How It Works
This page describes the v1 architecture. The current architecture is documented under Version 3.
The game agent loop
Every decision the agent makes is a vision LLM call — there is no hardcoded game logic, no emulator hooks, and no ROM hacking. The agent sees the screen and decides what buttons to press, just like a human player would.
Each cycle follows this loop:
- Perceive — capture a screenshot via Win32
PrintWindowthrough MCP (no focus steal) - Analyze — the vision LLM describes the scene as structured JSON
- Evaluate — a parallel evaluator compares before/after screenshots and scores progress
- Plan — the Ego integrates analysis, evaluation, memory, and directives to choose actions
- Act — button presses are sent to the emulator
Three-layer architecture
The agent uses a three-layer cognitive architecture inspired by Freudian psychology:
Evaluator
Runs in parallel with analysis (when max_concurrent ≥ 2).

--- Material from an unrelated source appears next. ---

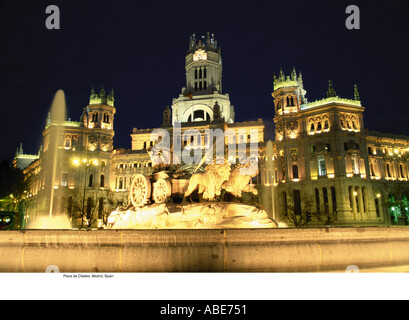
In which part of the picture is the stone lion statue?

Compares the current screenshot against the previous one, assigning a progress score
and detecting stuck states. Provides immediate feedback to the Ego.
Ego
The conscious planner. Weighs all inputs — scene analysis, evaluator feedback, Superego directives, and retrieved memories — to decide the next action. Includes a fallback retry mechanism when output is empty or malformed.
Superego
Runs every N cycles (configurable via think_interval).

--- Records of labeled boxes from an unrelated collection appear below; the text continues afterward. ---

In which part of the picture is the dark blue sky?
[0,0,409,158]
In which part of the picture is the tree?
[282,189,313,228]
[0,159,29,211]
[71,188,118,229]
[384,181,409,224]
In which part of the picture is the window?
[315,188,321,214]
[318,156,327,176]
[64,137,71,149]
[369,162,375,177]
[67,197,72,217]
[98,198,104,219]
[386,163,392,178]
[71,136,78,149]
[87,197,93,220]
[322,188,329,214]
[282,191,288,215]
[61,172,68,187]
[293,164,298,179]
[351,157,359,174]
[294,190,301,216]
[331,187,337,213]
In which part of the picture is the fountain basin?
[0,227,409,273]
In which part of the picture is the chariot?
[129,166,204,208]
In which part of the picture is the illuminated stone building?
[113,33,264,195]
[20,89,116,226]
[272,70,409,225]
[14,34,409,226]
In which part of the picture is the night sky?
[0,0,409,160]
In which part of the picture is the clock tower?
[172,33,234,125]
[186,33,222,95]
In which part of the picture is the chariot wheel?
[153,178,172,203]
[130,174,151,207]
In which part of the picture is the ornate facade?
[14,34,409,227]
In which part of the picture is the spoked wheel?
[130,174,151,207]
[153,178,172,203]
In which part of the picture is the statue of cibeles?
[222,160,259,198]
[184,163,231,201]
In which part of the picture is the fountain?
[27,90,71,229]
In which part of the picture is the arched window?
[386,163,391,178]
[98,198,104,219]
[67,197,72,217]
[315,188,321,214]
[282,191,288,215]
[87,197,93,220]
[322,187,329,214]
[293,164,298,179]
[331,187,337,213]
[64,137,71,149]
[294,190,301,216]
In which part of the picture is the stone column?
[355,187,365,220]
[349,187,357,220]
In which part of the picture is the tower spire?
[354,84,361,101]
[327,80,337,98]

Sets high-level strategy, tracks quest milestones, detects persistent stuck states, and
issues directives that override the Ego's local decisions when needed.
Memory System
The agent has a three-tier SQLite memory system with async consolidation:
- Short-term — recent cycle observations, fading quickly
- Mid-term — consolidated patterns from short-term, Jaccard semantic deduplication prevents bloat
- Long-term — persistent lessons and strategies
When the agent transitions from stuck to unstuck, an async LLM task extracts the lesson into long-term memory — ensuring the agent learns from its mistakes across the entire session.
Model Isolation
Each model gets its own soul file, memory database, and log folder. This means every benchmark run starts from the same blank slate, and runs are fully comparable across models.
The harness supports multiple providers: Anthropic direct API, OpenRouter (200+ models),
and LM Studio for local models. The reasoning_budget field
caps thinking tokens for extended-reasoning models.
Pure Vision — No Shortcuts
The agent has no access to game memory, no tile maps, no scripted paths. It sees pixels and presses buttons. This makes ChronoBench a true test of visual reasoning, spatial navigation, and long-horizon planning — the same capabilities that matter for real-world autonomous agents.